Edward J. O'Boyle

Political junkies obsess over politics and use numbers taken from election polls to express their own personal opinions on which candidates should win and which issues ought to prevail. They never tire of this chatter because this is their calling and life’s work. Divided as they often are along political and ideological lines, it’s inevitable that these junkies will select from the many polls available which ones best support their opinions.

If you are tired of hearing who’s ahead and who’s behind, what matters and what doesn’t, you’re not alone. There are even polls taken on election coverage fatigue!

Polls are taken to find out what people are thinking, are doing, and what they intend to do in the future. Questions that are important to organizations that cannot not afford to enumerate the entire population are addressed instead to a sample of persons thought to represent that population. Questions such as Do you think marijuana should be legal for recreational use? Do you use a face mask at all times while you are out in public? Do you drink wine on a daily basis?  Do you think that 16 and 17 year-olds should have the right to vote?

To be representative of the relevant population, the sample must be carefully drawn to eliminate any bias in the responses to the questions. For example, knowingly and intentionally over-sampling persons who actively use marijuana recreationally does not produce answers that are representative of the entire U.S. population because large numbers of Americans do not use marijuana. To be representative of all Americans the sample would have to be drawn randomly from the entire population.

Even then, the estimates based on a sample and derived from the answers given by the persons selected for the sample are subject to error precisely because the entire population was not enumerated. In general, the size of that error depends on the number of persons included in the sample. The smaller the size of the sample, the larger the error.

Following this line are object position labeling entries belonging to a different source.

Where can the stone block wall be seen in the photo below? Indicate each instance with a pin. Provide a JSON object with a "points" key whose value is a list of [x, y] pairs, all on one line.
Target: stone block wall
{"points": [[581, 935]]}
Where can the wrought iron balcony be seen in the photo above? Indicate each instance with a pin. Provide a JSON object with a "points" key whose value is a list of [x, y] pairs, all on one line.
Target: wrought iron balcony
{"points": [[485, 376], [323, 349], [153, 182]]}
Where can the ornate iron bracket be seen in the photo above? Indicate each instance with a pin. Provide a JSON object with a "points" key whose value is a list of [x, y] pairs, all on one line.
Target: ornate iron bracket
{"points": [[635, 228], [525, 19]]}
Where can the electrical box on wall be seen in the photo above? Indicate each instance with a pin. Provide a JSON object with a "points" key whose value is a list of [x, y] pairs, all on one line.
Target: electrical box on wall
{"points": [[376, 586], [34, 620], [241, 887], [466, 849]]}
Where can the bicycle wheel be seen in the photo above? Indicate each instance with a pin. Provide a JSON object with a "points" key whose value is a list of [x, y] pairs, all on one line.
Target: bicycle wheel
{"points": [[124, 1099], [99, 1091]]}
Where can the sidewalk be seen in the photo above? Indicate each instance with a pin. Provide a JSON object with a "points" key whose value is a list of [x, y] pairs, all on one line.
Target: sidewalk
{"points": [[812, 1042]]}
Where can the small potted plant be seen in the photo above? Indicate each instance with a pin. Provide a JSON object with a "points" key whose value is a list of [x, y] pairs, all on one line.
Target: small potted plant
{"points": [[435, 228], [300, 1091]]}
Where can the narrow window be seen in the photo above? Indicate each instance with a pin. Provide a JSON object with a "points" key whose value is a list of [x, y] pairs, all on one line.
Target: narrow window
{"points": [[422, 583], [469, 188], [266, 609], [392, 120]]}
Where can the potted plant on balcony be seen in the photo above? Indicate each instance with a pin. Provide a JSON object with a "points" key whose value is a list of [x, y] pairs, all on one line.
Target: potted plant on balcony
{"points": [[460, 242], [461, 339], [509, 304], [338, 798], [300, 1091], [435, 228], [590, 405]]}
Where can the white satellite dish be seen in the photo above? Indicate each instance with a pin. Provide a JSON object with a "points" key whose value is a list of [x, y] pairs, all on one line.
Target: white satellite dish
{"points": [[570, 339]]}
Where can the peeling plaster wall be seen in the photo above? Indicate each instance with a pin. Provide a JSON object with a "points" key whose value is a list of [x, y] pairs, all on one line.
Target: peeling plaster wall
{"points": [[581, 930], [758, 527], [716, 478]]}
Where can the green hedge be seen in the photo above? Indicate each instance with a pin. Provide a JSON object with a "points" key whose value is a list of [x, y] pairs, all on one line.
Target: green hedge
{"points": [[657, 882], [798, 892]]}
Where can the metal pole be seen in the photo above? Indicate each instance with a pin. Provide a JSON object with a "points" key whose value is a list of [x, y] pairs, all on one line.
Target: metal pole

If the margin of error is +/- 4.5 percentage points, and 47 percent indicate that they will vote for BIDEN, 44 percent say they intend to vote for TRUMP, with the remainder responding UNDECIDED, anyone using those estimates cannot claim that there were more BIDEN votes than TRUMP votes because the difference between 47 and 44 is smaller than the margin of error and therefore is  not statistically significant.

There are only two valid conclusions that can be drawn with confidence under these conditions. First, there is no difference between BIDEN votes and TRUMP votes. Second, TRUMP votes were not greater than BIDEN votes.

A serious problem of bias in the survey findings arises whenever the questions have been stated in a way that prompts a specific response. Take for instance this question: Do you think that 16 and 17 year-olds, many of whom have a license to drive, should have the right to vote?  The “many of whom have a license to drive” may lead a respondent to answer YES because if they are mature enough to drive 16 and 17 year-olds should be smart enough to vote.

Other issues involving the respondents raise doubts about the accuracy of the election polling results. Do they understand the meaning of the questions being asked before they give their answers? Do they answer those questions truthfully? Do respondents change their minds between the time they were polled and the time comes for them to cast their vote?

Other issues involve the integrity of the enumerators and the persons handling the raw data. Do the enumerators record the responses accurately? What do they do when a respondent answers some of the questions but not all? Do they plug in an answer based on what other respondents have replied? Do they leave it blank?  Do they fill in answers of their own when they cannot contact the persons included in the sample? This last practice is known among pollsters as data fabrication.

Are the raw data handled by one person with no one else following behind to validate that the data were handled accurately. Before the results are released to the public does anyone fact check the press release? And perhaps most important of all, are survey results bent in ways to please the party or organization that’s paying for the polling? 

To comment on the polling results regarding political candidates or public issues, cable news programs often invite persons who are openly and directly associated with the Republican party, the Democrat party, or in the name of fairness and balance strategists from both parties are invited to comment at the same time. Too often those invited partisans spin the results in an attempt to persuade the American public that their candidate is better qualified than the other’s and their party’s position on public issues is right and the other party’s is wrong.

At times, their discourse becomes ugly with accusatory words like “racist,” “handmaiden,” and “liar” and loaded terms such as “climate denier,” “dog whistle,” and useful idiot.” When that happens, you may be feeling election coverage fatigue. Don’t get angry, get even.  Switch channels or turn off your TV, then call together the members of your family around the kitchen table and decide how you intend to vote.